Halaman Kelenteng Hok Tek Che ini boleh dikatakan sangat luas, lebih dari lima kali lipat luas bangunan kelenteng yang berada di pojokan Jl Kelenteng Tanjungpandan itu. Bangunan Kelenteng Hok Tek Che dibuat menghadap ke arah Selatan, arah ke Sungai Cerucuk.
Usia Kelenteng Hok Tek Che sudah cukup tua, dibangun pada 1868, bersamaan dengan kedatangan gelombang baru orang Cina ke Pulau Belitung yang didatangkan Belanda untuk bekerja di tambang-tambang Timah, berbarengan dengan mulai berkembangnya pasar Tanjungpandan.

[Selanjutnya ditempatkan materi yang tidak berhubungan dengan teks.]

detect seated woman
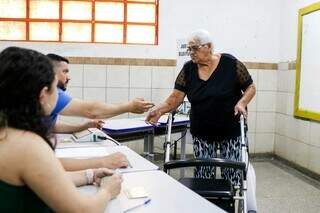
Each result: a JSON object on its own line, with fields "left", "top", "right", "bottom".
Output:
{"left": 0, "top": 46, "right": 122, "bottom": 212}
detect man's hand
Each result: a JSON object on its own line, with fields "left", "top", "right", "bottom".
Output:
{"left": 145, "top": 109, "right": 162, "bottom": 125}
{"left": 101, "top": 152, "right": 129, "bottom": 169}
{"left": 234, "top": 101, "right": 247, "bottom": 118}
{"left": 86, "top": 119, "right": 105, "bottom": 129}
{"left": 129, "top": 98, "right": 154, "bottom": 114}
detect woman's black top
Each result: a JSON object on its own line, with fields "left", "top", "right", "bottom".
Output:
{"left": 0, "top": 179, "right": 51, "bottom": 213}
{"left": 174, "top": 53, "right": 253, "bottom": 140}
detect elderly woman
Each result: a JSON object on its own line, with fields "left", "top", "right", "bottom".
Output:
{"left": 146, "top": 29, "right": 256, "bottom": 210}
{"left": 0, "top": 47, "right": 122, "bottom": 212}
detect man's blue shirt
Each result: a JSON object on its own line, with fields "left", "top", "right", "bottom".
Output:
{"left": 50, "top": 88, "right": 72, "bottom": 124}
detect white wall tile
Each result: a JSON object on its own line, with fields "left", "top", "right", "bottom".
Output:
{"left": 309, "top": 121, "right": 320, "bottom": 147}
{"left": 285, "top": 137, "right": 297, "bottom": 163}
{"left": 248, "top": 95, "right": 257, "bottom": 112}
{"left": 107, "top": 65, "right": 129, "bottom": 87}
{"left": 296, "top": 118, "right": 310, "bottom": 144}
{"left": 152, "top": 89, "right": 172, "bottom": 105}
{"left": 276, "top": 92, "right": 287, "bottom": 114}
{"left": 129, "top": 88, "right": 152, "bottom": 102}
{"left": 248, "top": 69, "right": 258, "bottom": 85}
{"left": 152, "top": 66, "right": 175, "bottom": 88}
{"left": 67, "top": 87, "right": 82, "bottom": 99}
{"left": 308, "top": 146, "right": 320, "bottom": 175}
{"left": 285, "top": 116, "right": 298, "bottom": 140}
{"left": 83, "top": 88, "right": 106, "bottom": 102}
{"left": 130, "top": 66, "right": 152, "bottom": 88}
{"left": 293, "top": 141, "right": 309, "bottom": 169}
{"left": 248, "top": 112, "right": 256, "bottom": 133}
{"left": 83, "top": 65, "right": 107, "bottom": 87}
{"left": 257, "top": 70, "right": 277, "bottom": 91}
{"left": 257, "top": 91, "right": 276, "bottom": 112}
{"left": 274, "top": 134, "right": 286, "bottom": 157}
{"left": 106, "top": 88, "right": 129, "bottom": 104}
{"left": 255, "top": 133, "right": 274, "bottom": 153}
{"left": 248, "top": 133, "right": 255, "bottom": 153}
{"left": 68, "top": 64, "right": 83, "bottom": 87}
{"left": 286, "top": 93, "right": 294, "bottom": 115}
{"left": 277, "top": 71, "right": 290, "bottom": 92}
{"left": 275, "top": 113, "right": 286, "bottom": 135}
{"left": 288, "top": 70, "right": 296, "bottom": 93}
{"left": 256, "top": 112, "right": 275, "bottom": 133}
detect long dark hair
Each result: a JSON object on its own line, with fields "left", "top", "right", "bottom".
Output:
{"left": 0, "top": 47, "right": 55, "bottom": 149}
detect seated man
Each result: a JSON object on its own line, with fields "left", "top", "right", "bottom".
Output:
{"left": 47, "top": 53, "right": 154, "bottom": 171}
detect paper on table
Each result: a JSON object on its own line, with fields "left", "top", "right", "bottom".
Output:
{"left": 125, "top": 187, "right": 148, "bottom": 199}
{"left": 55, "top": 147, "right": 110, "bottom": 159}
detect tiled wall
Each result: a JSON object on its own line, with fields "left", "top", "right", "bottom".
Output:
{"left": 275, "top": 63, "right": 320, "bottom": 175}
{"left": 247, "top": 69, "right": 277, "bottom": 154}
{"left": 60, "top": 64, "right": 175, "bottom": 122}
{"left": 59, "top": 60, "right": 279, "bottom": 155}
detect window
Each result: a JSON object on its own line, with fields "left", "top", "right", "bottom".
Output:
{"left": 0, "top": 0, "right": 158, "bottom": 44}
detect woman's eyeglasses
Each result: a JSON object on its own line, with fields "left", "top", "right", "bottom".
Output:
{"left": 186, "top": 44, "right": 206, "bottom": 53}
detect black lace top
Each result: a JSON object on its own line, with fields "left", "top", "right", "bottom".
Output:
{"left": 174, "top": 53, "right": 253, "bottom": 140}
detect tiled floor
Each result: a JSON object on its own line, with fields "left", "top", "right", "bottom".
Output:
{"left": 150, "top": 155, "right": 320, "bottom": 213}
{"left": 254, "top": 160, "right": 320, "bottom": 213}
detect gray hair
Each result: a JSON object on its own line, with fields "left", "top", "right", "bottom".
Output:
{"left": 187, "top": 29, "right": 213, "bottom": 45}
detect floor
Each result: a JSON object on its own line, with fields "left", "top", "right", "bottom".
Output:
{"left": 254, "top": 159, "right": 320, "bottom": 213}
{"left": 150, "top": 155, "right": 320, "bottom": 213}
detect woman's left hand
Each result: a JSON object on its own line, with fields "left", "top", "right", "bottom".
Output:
{"left": 93, "top": 168, "right": 114, "bottom": 186}
{"left": 86, "top": 120, "right": 105, "bottom": 129}
{"left": 234, "top": 101, "right": 247, "bottom": 118}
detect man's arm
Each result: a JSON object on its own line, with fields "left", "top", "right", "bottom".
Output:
{"left": 60, "top": 98, "right": 154, "bottom": 119}
{"left": 59, "top": 152, "right": 129, "bottom": 171}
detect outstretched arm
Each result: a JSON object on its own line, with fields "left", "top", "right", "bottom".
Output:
{"left": 146, "top": 89, "right": 185, "bottom": 125}
{"left": 60, "top": 98, "right": 154, "bottom": 119}
{"left": 53, "top": 120, "right": 104, "bottom": 133}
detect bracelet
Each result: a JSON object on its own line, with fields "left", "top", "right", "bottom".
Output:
{"left": 85, "top": 169, "right": 94, "bottom": 185}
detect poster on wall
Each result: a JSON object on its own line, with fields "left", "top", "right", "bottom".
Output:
{"left": 176, "top": 38, "right": 189, "bottom": 76}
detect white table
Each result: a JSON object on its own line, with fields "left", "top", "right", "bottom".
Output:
{"left": 78, "top": 170, "right": 225, "bottom": 213}
{"left": 102, "top": 114, "right": 190, "bottom": 159}
{"left": 55, "top": 146, "right": 159, "bottom": 173}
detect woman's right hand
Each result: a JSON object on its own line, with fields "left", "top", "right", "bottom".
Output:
{"left": 101, "top": 174, "right": 123, "bottom": 199}
{"left": 145, "top": 109, "right": 162, "bottom": 125}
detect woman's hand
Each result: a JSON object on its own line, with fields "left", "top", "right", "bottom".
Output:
{"left": 92, "top": 168, "right": 114, "bottom": 186}
{"left": 234, "top": 101, "right": 247, "bottom": 118}
{"left": 145, "top": 109, "right": 162, "bottom": 125}
{"left": 100, "top": 152, "right": 129, "bottom": 169}
{"left": 100, "top": 173, "right": 123, "bottom": 199}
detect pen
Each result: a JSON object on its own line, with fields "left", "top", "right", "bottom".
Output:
{"left": 122, "top": 199, "right": 151, "bottom": 213}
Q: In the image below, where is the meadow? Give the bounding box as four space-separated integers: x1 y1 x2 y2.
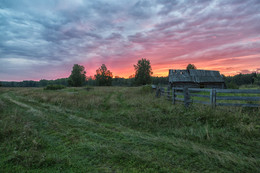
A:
0 86 259 172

Bangunan utama kelenteng terkesan sederhana, dengan mural Delapan Dewa pada dinding depan, sepasang Ciok Say (Singa) di halaman, dan sepasang arca Naga di atas wuwungan.
Tengara nama Kelenteng Hok Tek Che dengan bagian kepala bertulis Dinas Kebudayaan dan Pariwisata Pemerintah Kabupaten Belitung, sebagai penanda bahwa kelenteng ini merupakan Benda Cagar Budaya yang dilindungi kelestariannya oleh Undang-Undang RI Nomor 5 Tahun 1992.
Ada sebuah altar di Kelenteng Hok Tek Che dengan dua buah patung berwarna keemasan duduk di kursi, diapit dua patung lainnya dalam posisi berdiri. Paras muka patung yang sebelah kanan mengingatkan saya pada Biksu Tong Sam Cong, sedangkan yang duduk kursi lebih rendah di sebelahnya memilik rupa agak aneh, dengan dandanan penutup rambut membulat.
Altar Dewi Kwan Im juga saya lihat di Kelenteng Hok Tek Che, yang memang biasanya juga selalu ada di setiap kelenteng yang saya kunjungi. Kwan Im dipuja karena ia dipercaya selalu mengabulkan permintaan dari semua orang yang memohon kepadanya, oleh sebab itu ia dikenal sebagai Dewi Welas Asih. Patung-patung di kelenteng biasanya dibersihkan menjelang perayaan Imlek, lilin-lilin berukuran besar diganti pada tengah malam perayaan, dan pada hari perayaan biasanya mempertontonkan atraksi Barongsai.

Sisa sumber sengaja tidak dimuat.